Sebbene la MV possa ancora rappresentare ad oggi un valido aiuto, presenta comunque dei limiti. Infatti, la sua perfetta esecuzione richiede un’adeguata collaborazione da parte del
paziente che non sempre risulta facile da ottenere. Inoltre, in
ambito ecocardiografico, non sempre le immagini e il segnale
Doppler ottenuti risultano di qualità adeguata specialmente durante l’esecuzione della fase II, limitandone, di fatto, la fattibilità. Infine, non esiste uno standard di quantificazione della sua
efficacia con conseguente notevole variabilità dei risultati ottenuti con il suo utilizzo.

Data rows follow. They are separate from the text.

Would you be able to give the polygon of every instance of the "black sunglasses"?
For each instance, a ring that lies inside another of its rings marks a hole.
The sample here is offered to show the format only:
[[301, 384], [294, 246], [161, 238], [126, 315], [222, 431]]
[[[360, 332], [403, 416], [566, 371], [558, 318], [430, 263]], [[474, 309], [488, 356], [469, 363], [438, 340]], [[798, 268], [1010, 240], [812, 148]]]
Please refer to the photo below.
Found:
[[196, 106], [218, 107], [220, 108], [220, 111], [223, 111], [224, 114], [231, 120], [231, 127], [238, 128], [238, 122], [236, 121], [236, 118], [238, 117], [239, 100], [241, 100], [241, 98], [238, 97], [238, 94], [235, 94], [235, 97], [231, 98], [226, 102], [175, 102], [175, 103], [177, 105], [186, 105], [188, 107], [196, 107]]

In conclusione, la manovra introdotta da Antonio Maria Valsalva, per la facilità di esecuzione e la sua semplice riproducibilità, rappresenta ancora oggi, a distanza di secoli, un valido elemento di supporto diagnostico nel quotidiano cardiologico, fornendo un valore diagnostico incrementale alle innovazioni tecnologiche.